Monsieur le Président de la République,

Compte tenu de nos relations anciennes et régulières, permettez-moi de dire Cher Ami,

Monsieur le Premier Ministre,

Mesdames et Messieurs les Ministres,

Mesdames, Messieurs les Ambassadeurs,

Mesdames, Messieurs,

Mes Chers Amis,

Je tiens à vous dire, Monsieur le Président, combien je suis sensible, combien ma délégation est sensible à vos paroles de bienvenue, des paroles qui prolongent l'accueil extraordinaire, chaleureux qui nous est allé droit au coeur et que nous nous a réservé tout à l'heure, la population de Nouakchott et de Mauritanie.

Cet accueil m'a touché, parce que c'était en réalité un geste du coeur et de l'amitié. Une amitié fondée sur une histoire commune, sur une tradition très ancienne d'échanges humains, économiques et culturels. Nos deux peuples, qui ont un caractère marqué et qui sont, à juste titre, fiers de leur passé, se connaissent et se respectent.

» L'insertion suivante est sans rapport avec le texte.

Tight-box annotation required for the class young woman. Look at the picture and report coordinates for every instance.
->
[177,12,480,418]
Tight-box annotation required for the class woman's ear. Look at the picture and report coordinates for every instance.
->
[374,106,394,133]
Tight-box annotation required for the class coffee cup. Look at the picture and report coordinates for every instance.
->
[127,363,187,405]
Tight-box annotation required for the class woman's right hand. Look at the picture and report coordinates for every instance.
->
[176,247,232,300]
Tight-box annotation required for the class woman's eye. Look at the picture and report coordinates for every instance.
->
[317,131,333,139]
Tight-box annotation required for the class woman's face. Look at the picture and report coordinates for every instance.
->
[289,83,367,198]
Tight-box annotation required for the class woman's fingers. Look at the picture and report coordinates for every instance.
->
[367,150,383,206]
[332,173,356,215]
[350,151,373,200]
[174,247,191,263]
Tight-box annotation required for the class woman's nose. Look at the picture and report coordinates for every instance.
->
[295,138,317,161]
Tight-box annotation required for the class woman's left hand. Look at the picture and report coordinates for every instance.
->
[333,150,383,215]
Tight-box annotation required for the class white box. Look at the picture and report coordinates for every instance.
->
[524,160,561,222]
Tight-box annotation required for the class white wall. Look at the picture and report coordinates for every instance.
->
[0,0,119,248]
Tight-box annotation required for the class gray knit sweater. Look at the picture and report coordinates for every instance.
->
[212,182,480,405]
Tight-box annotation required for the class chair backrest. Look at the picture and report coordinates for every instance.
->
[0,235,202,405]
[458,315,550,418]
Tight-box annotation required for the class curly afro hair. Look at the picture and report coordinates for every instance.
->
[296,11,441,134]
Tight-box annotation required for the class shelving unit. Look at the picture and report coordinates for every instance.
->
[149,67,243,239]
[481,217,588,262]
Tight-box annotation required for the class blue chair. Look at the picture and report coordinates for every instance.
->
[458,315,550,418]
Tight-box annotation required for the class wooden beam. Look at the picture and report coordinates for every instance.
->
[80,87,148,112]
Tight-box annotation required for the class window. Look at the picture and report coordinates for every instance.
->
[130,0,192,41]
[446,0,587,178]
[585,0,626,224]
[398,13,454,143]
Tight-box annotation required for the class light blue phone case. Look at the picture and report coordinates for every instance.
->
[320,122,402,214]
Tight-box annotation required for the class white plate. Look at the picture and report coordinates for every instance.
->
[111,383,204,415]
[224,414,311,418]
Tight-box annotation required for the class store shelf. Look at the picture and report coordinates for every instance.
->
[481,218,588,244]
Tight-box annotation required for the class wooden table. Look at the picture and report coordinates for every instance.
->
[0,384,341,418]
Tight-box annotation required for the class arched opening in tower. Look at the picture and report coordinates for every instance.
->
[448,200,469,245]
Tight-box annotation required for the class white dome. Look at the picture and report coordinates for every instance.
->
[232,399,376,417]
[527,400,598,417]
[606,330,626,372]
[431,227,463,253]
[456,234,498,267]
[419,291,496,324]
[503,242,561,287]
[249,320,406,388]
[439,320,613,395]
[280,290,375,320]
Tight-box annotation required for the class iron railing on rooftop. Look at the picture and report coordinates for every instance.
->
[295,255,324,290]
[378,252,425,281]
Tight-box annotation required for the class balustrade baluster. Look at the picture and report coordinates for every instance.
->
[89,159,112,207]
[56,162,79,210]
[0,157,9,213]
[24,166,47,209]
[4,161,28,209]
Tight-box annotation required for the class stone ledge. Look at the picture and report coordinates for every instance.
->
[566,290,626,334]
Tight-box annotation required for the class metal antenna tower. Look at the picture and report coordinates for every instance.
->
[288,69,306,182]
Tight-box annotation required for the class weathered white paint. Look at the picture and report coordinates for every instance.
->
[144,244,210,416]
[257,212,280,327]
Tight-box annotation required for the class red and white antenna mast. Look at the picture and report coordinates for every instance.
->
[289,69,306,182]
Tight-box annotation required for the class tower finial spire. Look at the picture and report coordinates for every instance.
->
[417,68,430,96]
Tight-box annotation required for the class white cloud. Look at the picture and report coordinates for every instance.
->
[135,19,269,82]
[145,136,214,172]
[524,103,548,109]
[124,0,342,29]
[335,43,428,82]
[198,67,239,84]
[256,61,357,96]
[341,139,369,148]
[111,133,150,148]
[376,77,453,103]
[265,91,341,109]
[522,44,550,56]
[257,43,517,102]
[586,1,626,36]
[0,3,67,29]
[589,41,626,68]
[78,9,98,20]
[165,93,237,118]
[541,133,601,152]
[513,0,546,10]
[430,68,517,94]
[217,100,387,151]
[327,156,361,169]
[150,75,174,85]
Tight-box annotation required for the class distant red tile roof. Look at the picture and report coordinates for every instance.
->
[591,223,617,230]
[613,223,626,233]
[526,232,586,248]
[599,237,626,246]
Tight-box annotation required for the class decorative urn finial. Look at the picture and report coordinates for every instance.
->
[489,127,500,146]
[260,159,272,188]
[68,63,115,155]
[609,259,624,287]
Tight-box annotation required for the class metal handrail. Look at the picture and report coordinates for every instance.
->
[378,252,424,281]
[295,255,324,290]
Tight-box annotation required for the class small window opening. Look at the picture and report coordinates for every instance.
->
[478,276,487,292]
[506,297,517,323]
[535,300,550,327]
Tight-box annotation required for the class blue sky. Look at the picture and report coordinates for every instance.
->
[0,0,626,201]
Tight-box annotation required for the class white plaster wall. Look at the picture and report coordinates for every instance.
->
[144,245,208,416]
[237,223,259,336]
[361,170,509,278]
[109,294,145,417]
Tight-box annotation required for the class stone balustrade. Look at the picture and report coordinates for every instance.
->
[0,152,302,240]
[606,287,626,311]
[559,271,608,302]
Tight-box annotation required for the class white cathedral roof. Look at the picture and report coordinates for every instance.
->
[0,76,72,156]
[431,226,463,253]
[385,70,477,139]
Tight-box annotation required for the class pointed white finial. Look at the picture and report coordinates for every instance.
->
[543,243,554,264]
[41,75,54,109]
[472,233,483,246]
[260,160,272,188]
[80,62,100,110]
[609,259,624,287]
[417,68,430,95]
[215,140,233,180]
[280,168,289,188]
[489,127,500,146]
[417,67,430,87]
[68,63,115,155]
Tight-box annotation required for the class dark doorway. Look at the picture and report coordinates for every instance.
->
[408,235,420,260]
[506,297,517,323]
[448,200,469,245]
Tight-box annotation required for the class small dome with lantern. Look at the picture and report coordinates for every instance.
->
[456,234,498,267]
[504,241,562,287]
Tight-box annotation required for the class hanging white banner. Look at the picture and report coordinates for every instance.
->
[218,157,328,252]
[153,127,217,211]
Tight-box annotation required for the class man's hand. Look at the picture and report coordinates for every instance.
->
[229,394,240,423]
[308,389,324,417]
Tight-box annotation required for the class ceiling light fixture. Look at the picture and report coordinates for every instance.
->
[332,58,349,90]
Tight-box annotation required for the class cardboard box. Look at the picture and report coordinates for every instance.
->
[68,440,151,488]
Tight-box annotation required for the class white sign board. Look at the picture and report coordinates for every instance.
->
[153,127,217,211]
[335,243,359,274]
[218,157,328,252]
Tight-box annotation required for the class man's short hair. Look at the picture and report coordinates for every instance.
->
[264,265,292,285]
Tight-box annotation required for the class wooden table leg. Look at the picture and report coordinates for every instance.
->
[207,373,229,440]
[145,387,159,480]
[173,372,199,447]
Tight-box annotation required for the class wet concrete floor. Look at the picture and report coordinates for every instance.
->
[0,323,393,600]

De ces liens étroits et solides qui nous unissent, témoignent les images éblouissantes qu'ont rapportées de Mauritanie beaucoup de Français illustres, où l'on parle, bien sûr de Saint-Exupéry, mais je voudrais citer Théodore Monod qui a, en France, une image très importante et qui est entouré d'un très grand respect. Bien d'autres encore, tombés amoureux d'un pays dont la beauté les a subjugués,, où ils ont éprouvé, jusqu'au vertige, la sensation rare, inexprimable, de vivre, selon l'expression d'Ernest Psichari, " sur le rebord de l'éternité ". Comment, en effet, ne pas être fasciné par les charmes secrets du Sahara, les flots nourriciers du fleuve Sénégal, le prestige des anciennes cités de l'Adrar, l'érudition de ses savants et le talent de ses poètes dont nous avions tout à l'heure un exemple, dans un pays qui est connu dans le monde Arabe comme le pays aux millions de poètes ?

La Mauritanie est, par excellence, un lieu de rencontre. Elle constitue, par sa situation même, un trait d'union entre le Nord et le Sud, un carrefour d'échanges, le point de passage de cultures venues d'ailleurs. C'est aussi une nation de défricheurs et de bâtisseurs. Hier, les Almoravides, des confins du désert, partirent fonder, bien au-delà des rivages de la Méditerranée, des civilisations brillantes, à jamais inscrites dans la mémoire des hommes. Aujourd'hui, les Mauritaniens modernes font face aux nouveaux défis, avec le courage et la détermination des peuples qui savent que rien n'est jamais définitivement acquis. Défi humain d'abord, celui d'une lutte sans cesse renouvelée pour vivre dans un pays magnifique, mais dont la nature exige beaucoup de l'homme. Défi de l'accès à l'eau, source de vie, que vous gérez avec intelligence. Défi du progrès, pour apporter aux femmes et aux hommes de ce pays le mieux-être auquel tous les peuples aspirent et que vous évoquiez à l'instant, Monsieur le Président, comme objectif suprême de vos efforts et de vos réformes.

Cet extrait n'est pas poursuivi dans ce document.